Two months after authorities in Huixquilucan halted the construction of the “pharaonic” Latin American headquarters of the Church of Scientology, there is no sign that the project will resume any time soon.
In this case it wasn’t claims of brainwashing, physical abuse or meddling in the lives of celebrities often heard in connection with the controversial church that stopped construction. It was environmental concerns raised by neighbors in the Paseo de las Palmas neighborhood of the Estado de México municipality.
Huixquilucan Mayor Enrique Vargas del Villar announced April 28 that the project had been suspended because the contractor did not have the mandatory environmental impact study issued by the federal Environment Secretariat (Semarnat).

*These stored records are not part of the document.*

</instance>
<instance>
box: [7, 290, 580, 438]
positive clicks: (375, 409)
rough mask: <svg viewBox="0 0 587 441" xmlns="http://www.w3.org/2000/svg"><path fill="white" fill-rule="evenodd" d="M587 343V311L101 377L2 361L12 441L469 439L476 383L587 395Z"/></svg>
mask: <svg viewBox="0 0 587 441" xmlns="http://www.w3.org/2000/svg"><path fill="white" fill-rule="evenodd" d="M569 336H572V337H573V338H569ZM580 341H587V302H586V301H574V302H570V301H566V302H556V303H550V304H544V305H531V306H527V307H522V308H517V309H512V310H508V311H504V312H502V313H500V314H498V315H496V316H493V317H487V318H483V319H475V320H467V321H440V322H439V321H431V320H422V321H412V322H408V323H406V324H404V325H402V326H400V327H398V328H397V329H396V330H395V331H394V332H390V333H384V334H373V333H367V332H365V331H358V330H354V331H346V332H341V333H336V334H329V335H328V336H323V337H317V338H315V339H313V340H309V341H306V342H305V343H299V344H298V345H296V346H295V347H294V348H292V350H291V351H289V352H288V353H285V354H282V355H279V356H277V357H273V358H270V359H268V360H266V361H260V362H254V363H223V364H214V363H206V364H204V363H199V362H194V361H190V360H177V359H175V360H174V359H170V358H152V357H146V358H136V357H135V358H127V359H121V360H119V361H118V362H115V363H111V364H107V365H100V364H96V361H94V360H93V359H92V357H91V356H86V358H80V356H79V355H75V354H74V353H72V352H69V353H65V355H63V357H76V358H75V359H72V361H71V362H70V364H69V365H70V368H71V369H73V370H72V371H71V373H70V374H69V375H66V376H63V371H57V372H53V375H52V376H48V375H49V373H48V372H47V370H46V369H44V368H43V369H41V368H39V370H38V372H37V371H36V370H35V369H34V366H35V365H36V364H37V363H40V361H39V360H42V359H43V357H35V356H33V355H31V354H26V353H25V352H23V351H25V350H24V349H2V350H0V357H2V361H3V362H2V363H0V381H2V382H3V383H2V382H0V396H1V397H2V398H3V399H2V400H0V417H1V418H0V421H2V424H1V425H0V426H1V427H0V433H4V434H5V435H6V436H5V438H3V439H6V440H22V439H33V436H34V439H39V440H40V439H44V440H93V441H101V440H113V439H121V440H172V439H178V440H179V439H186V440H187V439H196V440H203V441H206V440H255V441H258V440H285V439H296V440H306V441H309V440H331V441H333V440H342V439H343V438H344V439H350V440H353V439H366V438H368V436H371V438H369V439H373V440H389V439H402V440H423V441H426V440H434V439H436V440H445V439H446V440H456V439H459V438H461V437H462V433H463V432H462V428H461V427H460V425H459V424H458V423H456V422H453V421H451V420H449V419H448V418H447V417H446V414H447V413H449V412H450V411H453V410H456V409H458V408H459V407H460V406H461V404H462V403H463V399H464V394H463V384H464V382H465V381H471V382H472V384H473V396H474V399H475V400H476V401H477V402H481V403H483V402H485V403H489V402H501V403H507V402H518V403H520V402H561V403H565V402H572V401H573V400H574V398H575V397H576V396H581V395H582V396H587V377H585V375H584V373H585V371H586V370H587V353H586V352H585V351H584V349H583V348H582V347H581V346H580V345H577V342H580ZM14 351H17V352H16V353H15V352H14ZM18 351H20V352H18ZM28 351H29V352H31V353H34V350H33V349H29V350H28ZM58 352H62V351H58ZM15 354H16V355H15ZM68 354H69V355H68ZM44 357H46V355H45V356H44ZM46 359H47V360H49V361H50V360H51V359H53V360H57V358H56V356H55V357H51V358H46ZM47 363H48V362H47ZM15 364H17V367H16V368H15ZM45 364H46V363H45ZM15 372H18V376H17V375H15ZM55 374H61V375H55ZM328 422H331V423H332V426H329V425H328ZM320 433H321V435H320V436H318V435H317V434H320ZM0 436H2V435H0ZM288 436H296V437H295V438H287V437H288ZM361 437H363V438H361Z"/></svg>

The US $20-million, 16,250-square-meter building was to contain offices, an auditorium, accommodation facilities and a convention center big enough for 2,000 people.
But a parking lot for only 300 vehicles was one of the main concerns of neighbors, who felt it would not be big enough.
Work on the site has now been completely halted for over two months, and an unnamed source told the newspaper El Financiero that it will remain so “out of respect to the neighbors” for the time being.
One group of neighbors told the newspaper that they opposed the project because it ignores the potential environmental impact it could have on the area.
Neighbors also said it was not known what impact there might be on an already scarce water supply.
According to the legal representative of a neighborhood group, the suspension issued by the municipality is permanent, but the owners of the property can still appeal the decision.
“They are looking for ways to continue building there but without the pharaonic dimensions they originally intended; those who will ultimately resolve the issue are the judicial authorities,” said Eugenio Olvera.